When Europe’s MIP was still being applied to Chinese modules, manufacturers mostly shipped their products to the EU from Southeast Asia. But after the MIP was canceled in October 2018, Chinese makers started to ship products manufactured in China instead. The proportion of Chinese module exports to Europe also rose from 6% at the beginning of the year, to 16-22% in late 2018.

Higher high-efficiency

For export products, the share of conventional multi modules continued to drop, reaching only 56% in December. Instead, exports of PERC, half-cut, and shingled modules have increased substantially every month in H2 2018.

Looking ahead for 2019, despite the unannounced new PV policy in February, projects are under pressure from the grid-connection deadline. Overall, reduced FITs have been absorbed by the Chinese PV industry, which is waiting for the announcement of an official new policy and PV targets to ease market uncertainty. In terms of credibility, if the government guarantees the financial quota for subsidy, it will help improve downstream development conditions. At current pace, demand will rise in H2 2019. Many Chinese projects are expected to achieve grid-connection by the end of 2019.

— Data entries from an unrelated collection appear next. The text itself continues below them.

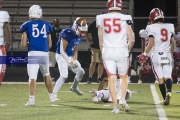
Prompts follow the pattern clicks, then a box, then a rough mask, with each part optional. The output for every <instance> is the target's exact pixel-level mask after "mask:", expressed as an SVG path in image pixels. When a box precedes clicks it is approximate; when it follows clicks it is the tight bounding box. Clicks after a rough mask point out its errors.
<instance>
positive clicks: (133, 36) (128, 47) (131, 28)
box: [126, 24, 135, 51]
mask: <svg viewBox="0 0 180 120" xmlns="http://www.w3.org/2000/svg"><path fill="white" fill-rule="evenodd" d="M126 28H127V35H128V49H129V51H131V49H132V47H133V46H134V42H135V38H134V32H133V31H132V28H131V25H128V24H126Z"/></svg>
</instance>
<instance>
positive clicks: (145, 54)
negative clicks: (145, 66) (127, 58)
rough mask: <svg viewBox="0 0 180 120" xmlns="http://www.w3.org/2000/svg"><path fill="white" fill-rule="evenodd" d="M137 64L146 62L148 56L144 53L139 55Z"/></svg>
mask: <svg viewBox="0 0 180 120" xmlns="http://www.w3.org/2000/svg"><path fill="white" fill-rule="evenodd" d="M138 57H139V58H138V62H139V63H141V64H143V63H145V62H146V61H147V60H148V56H147V55H146V54H144V53H142V54H141V55H139V56H138Z"/></svg>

In addition, overseas markets will witness stronger demand in H2 2019, and thus the overall market will still experience relatively lower demand in H1. Since demand is likely to drop slightly in Q2 and may start to rebound in June, the off-peak season will be shorter than in previous years. Therefore, the decline in overall supply chain prices shouldn’t be substantial. Taking lower demand in Q2 2019 into account, prices will be the lowest in April and May.

The views and opinions expressed in this article are the author’s own, and do not necessarily reflect those held by pv magazine.